Außerdem, wie will man die Verbreitung des Virus testen, wenn man nicht auch ein paar Infizierte in die Halle lässt? Sie suchen ja gezielt nach gesunden Probanden. Die Kranken sollten aber eigentlich zu Hause bleiben und nicht zu Konzerten gehen, selbst wenn sie von Unis veranstaltet werden.
Hier begeht die hochgeschätzte Agentin einen Fehler unserer Kundschaft: Erst lesen, dann ein Urteil bilden.
Ich gebe aber zu, dass mein erster Gedanke bei dieser Studie auch WTF war.

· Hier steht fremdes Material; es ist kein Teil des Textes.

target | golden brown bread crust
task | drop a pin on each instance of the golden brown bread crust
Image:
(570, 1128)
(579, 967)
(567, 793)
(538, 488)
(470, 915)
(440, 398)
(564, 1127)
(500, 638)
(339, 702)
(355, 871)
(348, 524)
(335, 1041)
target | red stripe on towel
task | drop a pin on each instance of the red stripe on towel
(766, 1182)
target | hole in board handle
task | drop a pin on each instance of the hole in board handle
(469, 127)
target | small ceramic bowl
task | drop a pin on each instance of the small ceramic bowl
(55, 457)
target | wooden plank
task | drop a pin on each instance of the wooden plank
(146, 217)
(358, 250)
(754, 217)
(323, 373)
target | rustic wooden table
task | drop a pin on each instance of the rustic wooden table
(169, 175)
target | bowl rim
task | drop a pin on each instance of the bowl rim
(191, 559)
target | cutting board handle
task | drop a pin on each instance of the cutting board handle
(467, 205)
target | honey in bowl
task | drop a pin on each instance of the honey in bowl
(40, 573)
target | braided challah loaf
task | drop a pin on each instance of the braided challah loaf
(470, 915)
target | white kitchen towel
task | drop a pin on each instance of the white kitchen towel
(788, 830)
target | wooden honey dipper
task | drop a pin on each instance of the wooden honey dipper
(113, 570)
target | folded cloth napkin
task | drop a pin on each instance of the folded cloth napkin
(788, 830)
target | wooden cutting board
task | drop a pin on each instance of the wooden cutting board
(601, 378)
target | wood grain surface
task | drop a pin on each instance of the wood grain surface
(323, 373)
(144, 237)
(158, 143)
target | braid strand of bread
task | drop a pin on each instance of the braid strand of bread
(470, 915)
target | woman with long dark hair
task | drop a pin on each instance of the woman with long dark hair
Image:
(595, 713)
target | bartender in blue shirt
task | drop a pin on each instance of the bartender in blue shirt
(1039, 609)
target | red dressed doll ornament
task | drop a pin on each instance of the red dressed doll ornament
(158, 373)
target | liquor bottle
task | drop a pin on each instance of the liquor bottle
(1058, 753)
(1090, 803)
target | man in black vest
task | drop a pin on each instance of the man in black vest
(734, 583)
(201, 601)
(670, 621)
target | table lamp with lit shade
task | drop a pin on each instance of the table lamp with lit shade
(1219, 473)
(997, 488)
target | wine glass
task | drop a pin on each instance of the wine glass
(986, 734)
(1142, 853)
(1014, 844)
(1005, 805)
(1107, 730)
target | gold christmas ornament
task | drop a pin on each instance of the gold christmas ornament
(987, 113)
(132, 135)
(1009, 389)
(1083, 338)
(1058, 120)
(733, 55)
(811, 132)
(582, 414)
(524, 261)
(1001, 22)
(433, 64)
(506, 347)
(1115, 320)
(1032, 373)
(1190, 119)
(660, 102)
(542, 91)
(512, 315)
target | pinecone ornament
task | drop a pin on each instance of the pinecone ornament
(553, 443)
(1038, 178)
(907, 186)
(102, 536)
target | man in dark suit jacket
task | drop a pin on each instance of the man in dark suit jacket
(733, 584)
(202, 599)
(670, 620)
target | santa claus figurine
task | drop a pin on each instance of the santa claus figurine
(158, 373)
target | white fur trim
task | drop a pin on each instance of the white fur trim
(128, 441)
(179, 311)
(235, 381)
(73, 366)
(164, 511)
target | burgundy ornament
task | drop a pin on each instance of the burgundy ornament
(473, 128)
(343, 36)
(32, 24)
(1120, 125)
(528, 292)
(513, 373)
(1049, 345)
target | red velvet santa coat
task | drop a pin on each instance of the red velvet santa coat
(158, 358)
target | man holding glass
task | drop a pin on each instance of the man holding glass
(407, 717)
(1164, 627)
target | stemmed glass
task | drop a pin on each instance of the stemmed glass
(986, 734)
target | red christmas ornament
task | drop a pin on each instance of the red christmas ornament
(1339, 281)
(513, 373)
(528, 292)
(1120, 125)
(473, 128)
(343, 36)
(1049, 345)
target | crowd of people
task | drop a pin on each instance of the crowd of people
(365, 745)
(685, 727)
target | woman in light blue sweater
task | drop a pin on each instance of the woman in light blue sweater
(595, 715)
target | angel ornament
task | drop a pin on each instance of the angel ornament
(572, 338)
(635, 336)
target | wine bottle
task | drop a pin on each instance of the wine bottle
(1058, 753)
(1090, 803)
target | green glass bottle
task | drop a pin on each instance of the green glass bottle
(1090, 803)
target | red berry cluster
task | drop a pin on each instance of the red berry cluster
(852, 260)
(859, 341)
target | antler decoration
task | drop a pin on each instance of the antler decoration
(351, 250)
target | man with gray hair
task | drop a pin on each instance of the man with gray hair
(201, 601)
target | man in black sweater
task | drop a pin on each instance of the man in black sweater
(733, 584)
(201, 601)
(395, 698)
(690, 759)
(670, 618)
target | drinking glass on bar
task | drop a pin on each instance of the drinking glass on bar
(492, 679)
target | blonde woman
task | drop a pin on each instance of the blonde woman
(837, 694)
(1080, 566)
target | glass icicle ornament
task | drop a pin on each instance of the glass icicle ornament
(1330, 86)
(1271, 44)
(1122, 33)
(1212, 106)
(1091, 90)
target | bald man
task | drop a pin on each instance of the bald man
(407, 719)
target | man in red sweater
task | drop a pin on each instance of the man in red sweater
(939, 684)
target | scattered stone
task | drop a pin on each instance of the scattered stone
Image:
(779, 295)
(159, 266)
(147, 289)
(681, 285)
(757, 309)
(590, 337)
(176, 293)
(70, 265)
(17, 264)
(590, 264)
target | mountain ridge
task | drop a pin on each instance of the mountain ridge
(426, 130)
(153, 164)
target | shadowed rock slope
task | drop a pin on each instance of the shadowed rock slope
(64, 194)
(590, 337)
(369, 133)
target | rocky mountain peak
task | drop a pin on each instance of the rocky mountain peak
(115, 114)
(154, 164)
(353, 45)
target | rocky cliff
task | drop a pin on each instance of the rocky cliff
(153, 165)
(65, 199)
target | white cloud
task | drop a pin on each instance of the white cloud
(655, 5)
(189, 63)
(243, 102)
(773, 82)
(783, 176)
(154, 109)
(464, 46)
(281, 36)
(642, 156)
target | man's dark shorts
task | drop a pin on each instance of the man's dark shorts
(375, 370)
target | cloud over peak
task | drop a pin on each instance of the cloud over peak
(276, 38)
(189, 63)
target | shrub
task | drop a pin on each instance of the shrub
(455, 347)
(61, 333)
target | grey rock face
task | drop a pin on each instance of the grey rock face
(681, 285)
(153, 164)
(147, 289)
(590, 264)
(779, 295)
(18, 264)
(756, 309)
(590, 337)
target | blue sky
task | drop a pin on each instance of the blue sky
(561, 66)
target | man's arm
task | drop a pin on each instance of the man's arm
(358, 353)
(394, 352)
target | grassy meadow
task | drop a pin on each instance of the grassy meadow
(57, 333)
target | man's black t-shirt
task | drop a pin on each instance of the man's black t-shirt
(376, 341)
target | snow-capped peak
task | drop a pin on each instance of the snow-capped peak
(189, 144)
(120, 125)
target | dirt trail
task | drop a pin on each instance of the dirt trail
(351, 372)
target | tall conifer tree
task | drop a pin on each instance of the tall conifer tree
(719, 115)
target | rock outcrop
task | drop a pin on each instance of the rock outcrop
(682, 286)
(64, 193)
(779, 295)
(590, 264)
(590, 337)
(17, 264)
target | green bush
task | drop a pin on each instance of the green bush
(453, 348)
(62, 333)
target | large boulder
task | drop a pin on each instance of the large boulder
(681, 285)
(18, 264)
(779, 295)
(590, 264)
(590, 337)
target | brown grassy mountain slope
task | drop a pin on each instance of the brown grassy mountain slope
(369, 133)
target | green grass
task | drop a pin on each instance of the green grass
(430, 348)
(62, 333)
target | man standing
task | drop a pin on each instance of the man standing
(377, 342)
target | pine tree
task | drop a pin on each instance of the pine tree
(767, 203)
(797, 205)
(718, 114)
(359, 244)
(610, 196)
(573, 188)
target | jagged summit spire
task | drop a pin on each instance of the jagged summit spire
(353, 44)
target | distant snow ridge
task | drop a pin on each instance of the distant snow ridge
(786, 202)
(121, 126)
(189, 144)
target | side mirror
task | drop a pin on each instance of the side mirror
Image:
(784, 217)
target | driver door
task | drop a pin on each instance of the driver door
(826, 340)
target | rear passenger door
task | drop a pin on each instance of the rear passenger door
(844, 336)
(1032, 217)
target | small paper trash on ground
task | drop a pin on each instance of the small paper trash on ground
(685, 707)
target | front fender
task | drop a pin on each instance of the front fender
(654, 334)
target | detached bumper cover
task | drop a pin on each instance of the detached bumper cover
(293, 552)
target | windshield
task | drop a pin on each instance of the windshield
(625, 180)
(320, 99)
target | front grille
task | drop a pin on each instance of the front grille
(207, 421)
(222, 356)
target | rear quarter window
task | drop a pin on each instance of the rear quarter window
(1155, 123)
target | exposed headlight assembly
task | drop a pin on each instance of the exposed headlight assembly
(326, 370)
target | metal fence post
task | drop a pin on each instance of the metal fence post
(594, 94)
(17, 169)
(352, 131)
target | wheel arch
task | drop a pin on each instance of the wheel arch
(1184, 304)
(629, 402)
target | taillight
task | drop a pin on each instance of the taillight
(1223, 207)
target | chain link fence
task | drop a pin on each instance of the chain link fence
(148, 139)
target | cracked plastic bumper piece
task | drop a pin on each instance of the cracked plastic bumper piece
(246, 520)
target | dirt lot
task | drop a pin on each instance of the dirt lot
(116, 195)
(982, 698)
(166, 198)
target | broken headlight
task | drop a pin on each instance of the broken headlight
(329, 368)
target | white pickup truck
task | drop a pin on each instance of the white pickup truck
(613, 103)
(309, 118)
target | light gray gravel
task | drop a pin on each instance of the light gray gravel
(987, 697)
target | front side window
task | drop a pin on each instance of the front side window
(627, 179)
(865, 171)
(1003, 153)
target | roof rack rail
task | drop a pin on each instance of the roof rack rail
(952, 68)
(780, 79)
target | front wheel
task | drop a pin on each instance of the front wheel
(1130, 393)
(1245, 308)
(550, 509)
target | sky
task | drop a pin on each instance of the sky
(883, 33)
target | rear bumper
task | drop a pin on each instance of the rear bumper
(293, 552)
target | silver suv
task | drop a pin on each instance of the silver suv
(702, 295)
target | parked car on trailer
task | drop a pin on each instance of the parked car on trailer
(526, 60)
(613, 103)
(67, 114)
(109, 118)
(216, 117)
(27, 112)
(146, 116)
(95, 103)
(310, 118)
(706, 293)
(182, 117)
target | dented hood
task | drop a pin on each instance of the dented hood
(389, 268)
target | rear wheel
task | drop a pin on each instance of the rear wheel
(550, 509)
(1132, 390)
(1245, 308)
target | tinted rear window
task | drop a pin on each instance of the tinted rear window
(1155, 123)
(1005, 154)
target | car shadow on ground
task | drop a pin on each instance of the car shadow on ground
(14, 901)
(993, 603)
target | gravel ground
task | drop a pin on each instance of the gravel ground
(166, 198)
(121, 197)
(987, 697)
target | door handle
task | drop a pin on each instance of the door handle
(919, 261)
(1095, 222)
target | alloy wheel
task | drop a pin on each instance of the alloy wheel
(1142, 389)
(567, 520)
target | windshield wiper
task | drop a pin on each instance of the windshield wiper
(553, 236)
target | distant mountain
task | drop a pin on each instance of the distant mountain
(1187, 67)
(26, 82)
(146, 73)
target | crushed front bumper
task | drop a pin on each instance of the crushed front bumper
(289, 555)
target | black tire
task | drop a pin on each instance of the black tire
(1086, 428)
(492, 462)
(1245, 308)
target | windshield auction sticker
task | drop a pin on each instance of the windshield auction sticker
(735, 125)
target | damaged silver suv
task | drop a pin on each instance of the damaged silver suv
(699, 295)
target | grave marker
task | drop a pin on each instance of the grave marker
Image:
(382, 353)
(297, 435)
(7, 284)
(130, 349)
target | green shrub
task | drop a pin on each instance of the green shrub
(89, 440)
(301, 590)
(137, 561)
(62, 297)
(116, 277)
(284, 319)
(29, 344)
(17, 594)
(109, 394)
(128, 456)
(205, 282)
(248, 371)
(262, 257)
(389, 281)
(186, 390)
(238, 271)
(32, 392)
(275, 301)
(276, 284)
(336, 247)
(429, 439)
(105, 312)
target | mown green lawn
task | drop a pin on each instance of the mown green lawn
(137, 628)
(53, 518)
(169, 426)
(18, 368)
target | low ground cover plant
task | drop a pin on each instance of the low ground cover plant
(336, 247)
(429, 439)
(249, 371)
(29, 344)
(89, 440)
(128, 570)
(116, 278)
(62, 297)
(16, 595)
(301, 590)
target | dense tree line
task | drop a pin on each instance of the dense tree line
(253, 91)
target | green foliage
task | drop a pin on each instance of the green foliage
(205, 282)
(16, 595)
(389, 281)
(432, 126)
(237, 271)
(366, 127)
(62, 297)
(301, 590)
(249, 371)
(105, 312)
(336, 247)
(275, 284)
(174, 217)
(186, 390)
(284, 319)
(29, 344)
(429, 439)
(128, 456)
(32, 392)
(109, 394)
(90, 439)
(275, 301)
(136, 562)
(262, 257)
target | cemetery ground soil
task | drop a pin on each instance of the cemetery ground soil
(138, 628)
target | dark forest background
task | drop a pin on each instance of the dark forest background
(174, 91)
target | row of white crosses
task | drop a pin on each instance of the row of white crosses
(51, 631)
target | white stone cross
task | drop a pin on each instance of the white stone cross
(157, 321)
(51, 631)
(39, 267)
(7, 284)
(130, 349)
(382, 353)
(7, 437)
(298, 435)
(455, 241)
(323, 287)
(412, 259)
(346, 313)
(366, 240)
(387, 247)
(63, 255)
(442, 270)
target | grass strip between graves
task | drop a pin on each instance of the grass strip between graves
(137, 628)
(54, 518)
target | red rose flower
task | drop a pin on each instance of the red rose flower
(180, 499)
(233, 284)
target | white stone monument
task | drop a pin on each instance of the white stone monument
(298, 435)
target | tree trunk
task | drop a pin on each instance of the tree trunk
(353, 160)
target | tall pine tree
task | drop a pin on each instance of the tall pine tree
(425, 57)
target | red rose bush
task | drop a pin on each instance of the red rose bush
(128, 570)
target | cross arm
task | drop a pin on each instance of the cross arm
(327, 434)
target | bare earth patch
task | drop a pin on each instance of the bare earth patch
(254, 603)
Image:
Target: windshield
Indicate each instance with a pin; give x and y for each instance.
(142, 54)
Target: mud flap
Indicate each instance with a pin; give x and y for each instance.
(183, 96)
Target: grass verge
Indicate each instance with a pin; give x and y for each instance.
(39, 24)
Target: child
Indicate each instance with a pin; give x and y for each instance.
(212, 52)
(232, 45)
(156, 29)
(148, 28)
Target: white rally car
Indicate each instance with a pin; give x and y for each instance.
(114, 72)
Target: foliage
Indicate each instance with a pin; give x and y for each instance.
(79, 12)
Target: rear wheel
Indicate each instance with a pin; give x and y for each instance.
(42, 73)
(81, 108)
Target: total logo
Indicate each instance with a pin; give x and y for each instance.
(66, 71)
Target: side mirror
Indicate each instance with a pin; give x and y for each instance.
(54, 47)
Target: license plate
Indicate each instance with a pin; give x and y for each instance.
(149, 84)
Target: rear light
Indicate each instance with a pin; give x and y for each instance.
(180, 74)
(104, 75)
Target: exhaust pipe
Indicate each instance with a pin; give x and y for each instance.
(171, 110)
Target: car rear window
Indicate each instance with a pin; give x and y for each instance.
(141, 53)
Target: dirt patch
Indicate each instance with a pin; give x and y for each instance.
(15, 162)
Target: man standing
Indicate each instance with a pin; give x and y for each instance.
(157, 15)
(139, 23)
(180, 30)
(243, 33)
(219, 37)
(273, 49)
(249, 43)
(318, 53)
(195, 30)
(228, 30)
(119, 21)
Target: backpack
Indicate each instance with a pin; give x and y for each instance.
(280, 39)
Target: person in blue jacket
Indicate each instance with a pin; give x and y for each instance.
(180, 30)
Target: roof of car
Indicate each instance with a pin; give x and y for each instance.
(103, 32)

Laut deren Homepage werden die Versuchskaninchen 48 Stunden vor dem Versuch einem Corona-Test unterzogen. Jeder Teilnehmer wird mit so einer Art Corona-App ausgestattet und kriegt einen fluoreszierenden Farbstoff auf die Pfoten. Ziel der Studie soll sein nachzuweisen, dass die Einlass- und Menschenleitkonzepte funktionieren. Es soll gezeigt werden, dass Konzertveranstalter in der Lage sind, die Herde zu separierern. Was die Frage beantworten dürfte, wer den Spaß bezahlt.
Mit dem Farbstoff soll untersucht werden, welche Flächen besonders oft angegrabbelt werden und ob deren regelmäßige Reinigung funktioniert (bei der Studie bestimmt). Auch sollen An- und Abreise in die Studie einbezogen werden.
Eine Teilnahme an der Studie scheint daher mit keinem Gesundheitsriskiko verbunden zu sein (außer Gehörschäden durch das Gewimmer auf der Bühne). Es bleibt das Restrisiko falsch negativer Testergebnisse, aber trotzdem ist das Infektionsrisiko geringer als im morgentlichen Berufsverkehr.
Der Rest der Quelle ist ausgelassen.